When I started interviewing individuals it was beautiful in some ways; in other ways it was heart wrenching. I just decided to keep that up, and hopefully learn some lessons that I could teach advocates about how to communicate with people about housing in a way that they can understand it.

And while people do talk about housing differently, when they talk about affordable housing and homelessness they have a really good sense of it. People might not use the same words that we use but they know how to make sense of the problem.

SB: We were excited to see that you had used data from NLIHC’s annual Out of Reach report to help introduce this project on your website. You referenced Minnesota’s Housing Wage of $15.50 to show how low-wage workers cannot afford to live in that state. As a long-time affordable housing advocate, what role has Out of Reach has played in your advocacy work?

MD: Ever since I’ve been aware of Out of Reach I’ve been using it, and I’ve been using it a lot. It’s a really simple way to talk to anybody – whether it’s people on the streets, people living in housing or politicians – they understand that someone has to work to afford housing in most cases, and that full-time work often doesn’t pay for what we would consider quality housing.

SB: Unfortunately the state of affordable housing as described by Out of Reach has not improved much over the years. Do the report and the Housing Wage still surprise you?

MD: In some respects it’s what I’ve grown to expect since the numbers haven’t changed dramatically over the past few years. Even though they’re not headed in a good direction, I want to know that we’re not moving the ball forward enough right now, and that we need policies to do that.
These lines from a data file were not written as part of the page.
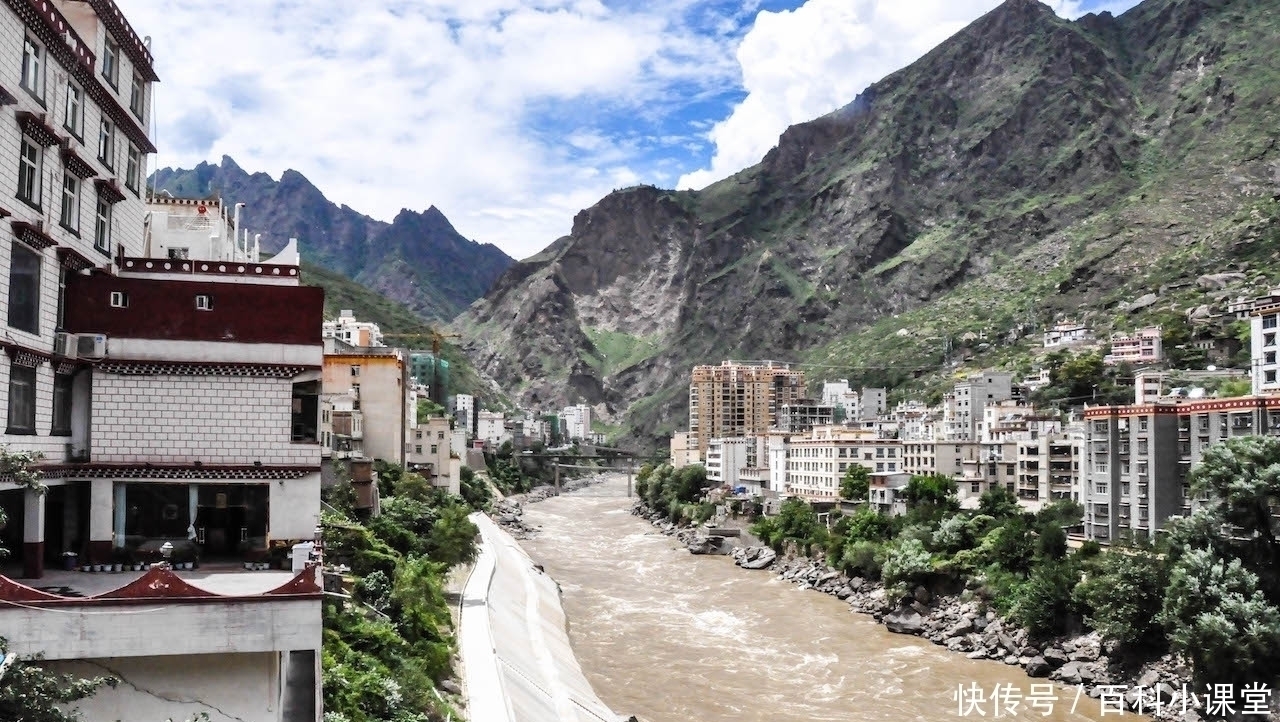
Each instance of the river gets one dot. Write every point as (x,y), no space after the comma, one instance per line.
(675,638)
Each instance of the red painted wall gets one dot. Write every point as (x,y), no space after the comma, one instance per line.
(241,312)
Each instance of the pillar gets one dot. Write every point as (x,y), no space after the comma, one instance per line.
(100,520)
(33,535)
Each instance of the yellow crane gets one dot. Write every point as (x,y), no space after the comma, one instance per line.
(437,337)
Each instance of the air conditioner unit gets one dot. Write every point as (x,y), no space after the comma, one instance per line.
(64,344)
(91,346)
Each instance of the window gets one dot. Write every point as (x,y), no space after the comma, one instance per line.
(73,118)
(24,289)
(133,169)
(103,227)
(106,144)
(69,218)
(137,95)
(32,69)
(62,406)
(22,400)
(112,62)
(28,172)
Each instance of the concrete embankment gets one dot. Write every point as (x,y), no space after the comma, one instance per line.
(515,647)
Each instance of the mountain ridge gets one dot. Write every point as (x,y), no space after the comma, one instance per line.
(417,259)
(1023,169)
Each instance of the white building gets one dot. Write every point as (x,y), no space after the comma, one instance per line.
(577,421)
(725,460)
(492,428)
(352,332)
(1265,368)
(817,461)
(465,411)
(1068,334)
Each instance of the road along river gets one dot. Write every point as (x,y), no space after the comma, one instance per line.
(675,638)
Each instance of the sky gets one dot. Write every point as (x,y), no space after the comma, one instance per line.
(512,115)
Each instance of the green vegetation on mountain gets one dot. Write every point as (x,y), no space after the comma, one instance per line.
(1025,170)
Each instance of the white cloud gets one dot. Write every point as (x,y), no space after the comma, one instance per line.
(407,104)
(804,63)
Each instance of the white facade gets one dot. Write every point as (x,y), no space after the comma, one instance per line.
(725,460)
(577,421)
(492,428)
(1265,368)
(350,330)
(464,410)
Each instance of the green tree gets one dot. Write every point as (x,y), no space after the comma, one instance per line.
(1217,617)
(1124,595)
(856,483)
(933,490)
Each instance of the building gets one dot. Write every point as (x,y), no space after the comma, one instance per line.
(872,403)
(816,462)
(1138,457)
(577,421)
(1068,333)
(1143,346)
(740,398)
(465,410)
(351,332)
(376,379)
(492,428)
(725,460)
(972,396)
(1264,366)
(684,449)
(428,452)
(799,416)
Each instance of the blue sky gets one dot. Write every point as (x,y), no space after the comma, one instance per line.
(511,115)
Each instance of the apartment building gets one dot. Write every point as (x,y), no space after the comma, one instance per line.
(353,332)
(375,379)
(1265,368)
(740,398)
(817,461)
(1143,346)
(801,415)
The Out of Reach report is a really good indicator of, “Are our policies being effective or not?”

The reason we’re not being effective enough isn’t because we don’t know how to do policy or because we don’t have answers or because we haven’t gotten politicians to pay enough attention to what the solutions are so far…. They key to getting politicians to pay attention is to not have just me talking about affordable housing, homelessness and Out of Reach data, it’s to have the public talking about it.

Two or three times a week, Michael “panhandles” for videotaped interviews about the meaning of “home”. While most of those interviewed are from Minnesota, he’s also talked to people from at least a dozen other states as well as visitors from Britain, Venezuela, and Costa Rica.

SB: You have interviewed over 100 individuals already. What would you say is the greatest take-away?

MD: I have people identify what they think about home and do they have particular memories, and it doesn’t matter if the person is well off, has an intact family or is homeless, I’d say 98% of them identify home as something they really love. We have this common good feeling about home, and when I ask people about those memories and I get them to think about the bigger issue they start to think, “What would it be like if I didn’t have this security, that place to go to, if I never cooked with mom, what happened if I lived in a car?” I’ve seen people grappling with the fact that what they have if they’re doing okay right now is not something that a lot of people have and it’s getting worse. And if they’re homeless, they still realize how important stability is, and how they’re not able to get out of their homeless situation because of the lack of stability.

So my advice, my punch line, the thing I want to get to for advocates and politicians that care about housing issues is… we’re still going to have to use the acronyms and the legislative speech in certain circles, but if we want to get the public behind us on a major policy initiative, we need to talk about how people can’t rely on home as a place of safety, as a place to go back to. Those are important things to people and a lot of folks don’t have it.

I hope that we find a way to talk about this in ways that really resonate with the public because as the interviews show, they’re ready to talk about this. They understand it.